Postpartum Care for Offspring

The potential importance of breastfeeding has been mentioned above. On the basis of the increased risk of obesity and diabetes mellitus during childhood and adolescence, it seems prudent to promote healthy eating and regular exercise and to monitor offspring for development of obesity and related complications.

CONCLUSIONS

The Review highlights many of the controversies and knowledge gaps in the clinical care of GDM. A great need exists for high-quality clinical evidence to support many aspects of care. Two areas deserve special attention. First, adoption of the recommendations of the IADPSG for diagnosis of GDM will result in a large increase, perhaps a doubling, of the incidence of the condition.⁴ Justification exists for this approach based on perinatal outcomes from the HAPO study. Indeed, because the relationship between maternal glucose levels and perinatal complications is not steep, the additional women identified by the new criteria could have perinatal complication rates that are only slightly lower than the rates of the women diagnosed as having GDM in the past. The real problem is that, even in the past, only ~1/3 of women with GDM incurred a perinatal complication of any sort that could be attributed to the effects of the condition. A much smaller fraction (<10%) incurred clinically important complications such as birth trauma or neonatal jaundice. Doubling the number of women diagnosed with GDM will at least double the number of women who have the diagnosis without real perinatal risk. Approaches based on foetal measurements hold great promise to help clinicians sub-stratify antenatal and perinatal risks in GDM so that intensive treatment can be directed at the women with the truly high-risk pregnancies. Such approaches are deserving of expanded evaluation in clinical trials.

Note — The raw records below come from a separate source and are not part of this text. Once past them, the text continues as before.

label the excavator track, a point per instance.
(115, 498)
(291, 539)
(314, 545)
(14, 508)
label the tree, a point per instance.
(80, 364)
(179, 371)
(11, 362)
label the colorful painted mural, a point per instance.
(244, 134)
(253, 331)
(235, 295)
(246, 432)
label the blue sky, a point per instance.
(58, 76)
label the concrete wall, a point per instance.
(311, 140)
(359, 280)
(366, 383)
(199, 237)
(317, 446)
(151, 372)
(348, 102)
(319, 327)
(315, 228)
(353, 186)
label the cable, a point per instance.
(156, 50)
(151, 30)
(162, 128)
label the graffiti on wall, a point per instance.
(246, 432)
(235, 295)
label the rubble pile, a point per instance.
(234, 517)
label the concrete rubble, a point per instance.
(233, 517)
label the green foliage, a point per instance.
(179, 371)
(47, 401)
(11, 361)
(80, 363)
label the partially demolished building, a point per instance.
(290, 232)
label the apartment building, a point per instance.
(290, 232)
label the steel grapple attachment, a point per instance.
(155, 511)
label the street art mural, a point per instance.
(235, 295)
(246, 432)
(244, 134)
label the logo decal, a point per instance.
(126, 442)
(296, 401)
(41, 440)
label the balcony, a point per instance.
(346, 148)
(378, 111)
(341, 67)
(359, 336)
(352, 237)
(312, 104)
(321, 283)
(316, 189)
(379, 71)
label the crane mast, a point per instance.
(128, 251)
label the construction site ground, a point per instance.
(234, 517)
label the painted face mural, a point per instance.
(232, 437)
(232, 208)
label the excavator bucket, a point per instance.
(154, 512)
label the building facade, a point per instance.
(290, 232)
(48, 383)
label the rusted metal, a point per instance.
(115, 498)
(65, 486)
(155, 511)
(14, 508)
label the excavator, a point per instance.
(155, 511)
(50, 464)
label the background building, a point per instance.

The second area deserving special attention is the heterogeneity of GDM. The Review has already alluded to subtypes of GDM based on known causes of β-cell dysfunction. Even among the large majority of women who do not have autoimmunity or monogenic diabetes, considerable heterogeneity exists. Asian women tend to be leaner than many other ethnic groups, and yet they have high rates of GDM. People of African ancestry have lower GDM rates than other ethnic groups, but higher rates of diabetes mellitus after GDM.¹² Understanding the genetic and pathophysiological underpinnings of these differences may be useful in developing more targeted approaches to preventing GDM and preventing diabetes mellitus after GDM in mothers and their offspring.

Key Points.

• Gestational diabetes mellitus (GDM) is caused by reduced pancreatic β-cell function, the causes of which include the full spectrum of causes of β-cell dysfunction in young women

• GDM is associated with a modest increase in adverse perinatal outcomes, an increased risk of obesity in offspring, and a high risk of post-pregnancy diabetes mellitus in mothers

• GDM is treated nutritionally; intensification with insulin or oral antidiabetic agents is added if maternal glucose levels and/or foetal growth parameters indicate a sufficiently high risk of perinatal complications

• Long term management of mothers includes assessment of the level and type of diabetes risk and, for women at risk for type 2 diabetes mellitus, lifestyle and/or pharmacological approaches

• Long-term management of offspring should focus on detection and mitigation of the development of obesity and its complications

• An large need exists for high-quality clinical evidence to determine optimal approaches for management of GDM during and after pregnancy

Review criteria.

The manuscript was built on principles of biology and clinical management that our group have developed in >20 years of research in gestational diabetes mellitus. This knowledge was complemented by examination of recent literature in the areas of antepartum management, diabetes prevention and effects of maternal diabetes on offspring. To this effect, PubMed was searched for full text articles in English covering the time period up to September, 2011for the search term gestational diabetes mellitus.